Greece’s woes have been troubling the eurozone economy for years now, although it only accounts for 2.5 per cent of the bloc’s GDP, and about the same percentage as the eurozone’s public debt.

The reason is simple. The structural problems of Greece are similar to those of other souther European countries like Italy, Spain and Portugal.

Their debt started growing disproportionally when they adopted the euro, an industrial currency with low interest rates that is rigid and largely unfitting to southern Europe’s uncompetitive economy.

Although Greece received the biggest loan in history, there is no International Monetary Fund (IMF) big enough to rescue Italy and its €2.5 trillion (US$2.9 trillion) debt.

Approximately €240 billion (US$280 billion) was (and is still being) lent to Greece by the IMF/European Central Bank (ECB)/European Commission(EC) troika to pay off interest rates and keep the state running.

The loans came with strings attached. Greece had to cut down on welfare, pensions, wages and what was portrayed as a monstrously large public sector, which, in actual fact, was no bigger than that of other EU member states.

It all came with dire political, social and economic consequences for the Greeks.

The rise of xenophobic and fascist groups is a direct product of the austerity policies.

Peaceful demonstrations were met with police brutality not seen since the dictatorship ended in 1974.

As labour standards retreated, unemployment exploded and the rich transferred their capital abroad, more and more people perceived a growing injustice.

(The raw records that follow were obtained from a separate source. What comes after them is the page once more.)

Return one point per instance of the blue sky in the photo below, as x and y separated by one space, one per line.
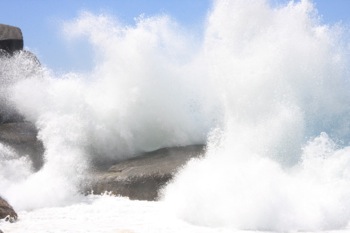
40 20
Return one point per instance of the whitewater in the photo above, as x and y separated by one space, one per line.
265 86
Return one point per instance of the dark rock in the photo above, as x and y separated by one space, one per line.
142 177
6 211
22 137
11 39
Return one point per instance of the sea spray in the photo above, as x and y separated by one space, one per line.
280 161
267 88
145 92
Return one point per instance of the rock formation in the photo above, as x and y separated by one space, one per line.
11 39
22 137
139 178
6 211
142 177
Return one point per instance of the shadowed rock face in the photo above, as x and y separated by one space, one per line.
6 211
11 38
142 177
22 137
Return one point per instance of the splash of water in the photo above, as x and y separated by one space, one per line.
272 80
280 161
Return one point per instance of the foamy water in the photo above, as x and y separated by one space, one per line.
267 87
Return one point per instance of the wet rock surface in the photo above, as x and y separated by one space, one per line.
22 137
142 177
6 211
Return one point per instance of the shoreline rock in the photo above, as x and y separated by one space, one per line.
22 137
142 177
6 211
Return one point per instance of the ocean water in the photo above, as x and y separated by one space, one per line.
266 87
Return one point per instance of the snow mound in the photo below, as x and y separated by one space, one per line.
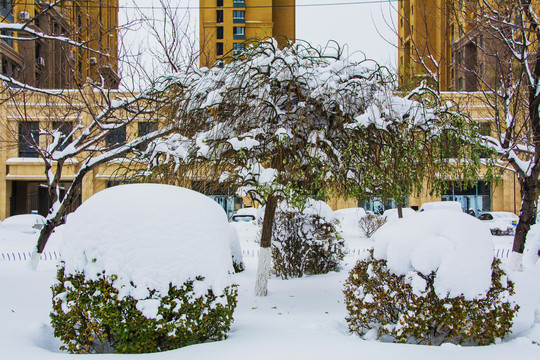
150 236
455 245
392 214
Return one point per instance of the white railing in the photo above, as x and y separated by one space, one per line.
27 255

The recipe largely failed. Although some of the debt was written-off, the debt/GDP ratio is now higher than it was in the beginning of the crisis.

Not because the debt increased, but because the GDP decreased drastically. Harsh austerity measures caused the GDP to drop from US$321 billion in 2009 to US$241 billion in 2014.

Back in 2012 a ‘terror campaign’ conducted by Greek media about a ‘Grexit’, empty ATMs, and inability to import food blurred the overall picture.

A frightened Greek people voted for a government that would impose austerity, make reforms and, in their words, “keep the country safely in the eurozone”.

At the time, the party which will most probably take the majority of votes in this election, Syriza, correctly claimed that Greece held a “nuclear bomb” in its hands: an uncontrolled default on its debt could cause panic in the financial markets and a massive withdrawal from the bond markets of the European peripheral countries.

This time, European leaders claim to be better equipped to face a credit event in Greece. But they cannot be sure.

In light of Podemos’ rise in Spain, Europe’s policy-makers are starting to grasp the real dimension of the problem. Old school “business as usual” solutions are losing political support by the day.

In Greece, a renewed effort to initiate a pre-election ‘terror campaign’ quickly failed.

Eminent economists from around the world are helping underline the obvious: the Greek debt is unsustainable, both economically and politically.

It is high time for European leaders to demonstrate their determination in solving the European debt crisis for good and prove that, when needed, Europe can act as one: that Europe is to be taken seriously.

A debt restructuring and a European New Deal, as proposed by Alexis Tsipras, the leader of Syriza, could create millions of new jobs and improve livelihoods.

Such a result would certainly renew enthusiasm for more integration while keeping extreme-right parties at bay.